Furthermore, the increase in IMR indicated the increase in subendothelial ground material accumulation. The slight elevation of IMR in the FPO group was probably due to the fatty acids in nature of the oil although fresh oil possesses antioxidant properties. However, the qualitative results showed no obvious changes in FPO group. The palm oil decreases the serum triglyceride (TG) and cholesterol level [21]. It also increases the level of high density lipoprotein (HDL) [22, 23]. It is well documented that high HDL level may lower the risk of cardiovascular problem [24]. The ultrastructural finding in FPO group of our study implicated the protective role of FPO due to its antioxidant vitamin compositions.

Several studies have been done on consumption of repeatedly heated oil and the impact on cardiovascular diseases.

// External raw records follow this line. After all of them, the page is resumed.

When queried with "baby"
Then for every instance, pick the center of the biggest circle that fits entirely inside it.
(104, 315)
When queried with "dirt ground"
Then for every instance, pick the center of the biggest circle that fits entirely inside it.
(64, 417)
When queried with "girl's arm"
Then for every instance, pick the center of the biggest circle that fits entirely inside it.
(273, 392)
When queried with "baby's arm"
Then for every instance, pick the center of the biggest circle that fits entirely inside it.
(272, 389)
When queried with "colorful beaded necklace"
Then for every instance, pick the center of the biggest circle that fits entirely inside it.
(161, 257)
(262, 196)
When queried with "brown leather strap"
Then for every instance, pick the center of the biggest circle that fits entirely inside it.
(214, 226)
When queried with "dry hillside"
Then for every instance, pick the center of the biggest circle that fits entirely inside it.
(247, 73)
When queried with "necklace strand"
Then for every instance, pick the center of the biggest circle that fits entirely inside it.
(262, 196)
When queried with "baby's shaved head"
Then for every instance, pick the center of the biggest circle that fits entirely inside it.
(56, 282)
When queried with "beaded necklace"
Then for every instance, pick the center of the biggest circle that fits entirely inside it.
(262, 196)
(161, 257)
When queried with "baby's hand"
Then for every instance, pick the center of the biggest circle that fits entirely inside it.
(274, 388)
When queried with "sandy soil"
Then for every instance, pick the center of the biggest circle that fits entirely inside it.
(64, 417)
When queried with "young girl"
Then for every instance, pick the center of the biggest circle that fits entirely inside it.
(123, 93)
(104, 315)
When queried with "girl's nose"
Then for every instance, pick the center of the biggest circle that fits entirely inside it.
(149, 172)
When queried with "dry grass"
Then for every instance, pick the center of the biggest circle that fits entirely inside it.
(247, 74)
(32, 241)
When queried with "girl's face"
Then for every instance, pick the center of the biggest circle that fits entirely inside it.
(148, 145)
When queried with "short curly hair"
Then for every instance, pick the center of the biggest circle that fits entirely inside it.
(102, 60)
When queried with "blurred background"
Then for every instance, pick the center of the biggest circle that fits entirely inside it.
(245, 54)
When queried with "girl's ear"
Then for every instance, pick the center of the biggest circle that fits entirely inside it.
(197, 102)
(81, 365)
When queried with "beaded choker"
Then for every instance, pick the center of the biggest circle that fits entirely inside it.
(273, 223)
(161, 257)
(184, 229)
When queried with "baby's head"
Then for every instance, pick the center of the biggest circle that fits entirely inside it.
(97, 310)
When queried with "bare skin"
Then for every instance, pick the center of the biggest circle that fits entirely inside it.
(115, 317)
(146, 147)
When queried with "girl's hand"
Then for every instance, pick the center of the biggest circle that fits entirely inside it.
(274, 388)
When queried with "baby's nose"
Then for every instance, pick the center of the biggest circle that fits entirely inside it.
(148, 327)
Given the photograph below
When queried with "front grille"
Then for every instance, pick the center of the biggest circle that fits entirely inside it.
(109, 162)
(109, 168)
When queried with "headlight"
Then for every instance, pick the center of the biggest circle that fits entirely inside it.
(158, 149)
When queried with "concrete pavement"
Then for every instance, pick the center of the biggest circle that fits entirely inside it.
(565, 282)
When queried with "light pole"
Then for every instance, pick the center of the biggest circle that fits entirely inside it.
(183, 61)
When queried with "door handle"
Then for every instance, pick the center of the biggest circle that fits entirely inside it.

Although one study found the temporary increase in serum TG and LDL level in 5HPO feeding ovariectomised rats, the morphological results showed no obvious changes under light microscopic study [25]. In another study, the ovariectomised rats were fed with cholesterol diet fortified with heated palm oil and they found that the atherosclerotic changes were revealing at the ultrastructural level without significant alteration in the plasma lipid profile [26]. The present study was conducted on the male rats feeding with basal diet without being fortified with cholesterol, yet the ultrastructural level study also revealed the similar finding as in the study done by Adam et al. [26]. This can be concluded as the male rats are more liable to develop cardiovascular diseases.

Several other studies were conducted on the consequence of atherosclerosis which attributes to the aetiology of hypertension and cardiac problem. The study found that the consumption of repeatedly heated oil resulted in high blood pressure [27]. The authors also pointed out that the free radicals generated by repeated heating might impair the nitric oxide bioavailability on the blood vessel wall leading to hypertension [27]. The evidence of atherosclerotic plaque formation in the present study might also contribute the development of hypertension. The necrosis in cardiac tissue was found in repeatedly heated palm oil fed rats [8]. It might be due to atherosclerosis plague formation in the coronary artery, leading to narrowing of the lumen which diameter is much narrower than that of the aorta. The above findings indicated the harmful effect of consumption of reheated oil.

In conclusion, the antioxidant property of oil is reduced by repeated heating that increases the lipid peroxidation which aggravates the development of atherosclerosis. Therefore, it is important that we should utilize protective nutritional value of palm oil in full and discourage the usage of repeated heating oil in our daily diet to reduce the risk of atherosclerosis.

4.1. Limitations and Recommendations

Firstly, the development of atherosclerosis in animal models may be different from human, despite the obvious histological similarities of atherosclerosis between both species. Therefore, it is recommended to develop the relevant model to conduct the extended study.

Secondly, as the selected area of the aortic sample was examined under electron microscope, the certain parts of the aortic sample which would have more relevance to our study might have been missed. In our humble opinion, further detailed and quantitative studies are recommended to explore the exact nature of disease development.

In addition, it would be interesting to investigate the relationship between biochemical parameters and the histomorphometric as well as electron microscopic study in one single research. The future research should be aimed to determine the safe threshold of heating frequency by using the lower frequencies of heating such as one or two times and so on.

Conflict of Interests

The authors declare that they have no conflict of interests.


High appreciation goes to the Universiti Kebangsaan Malaysia Research committee, the staff from the electron microscopy unit of the Pathology Department and Institute of Medical Research, Malaysia, and the staff of Anatomy Department, UKM for the technical support. The authors are also grateful to the statistician and the postgraduate student [8] from the Pharmacology Department, UKM, for kindly providing the samples.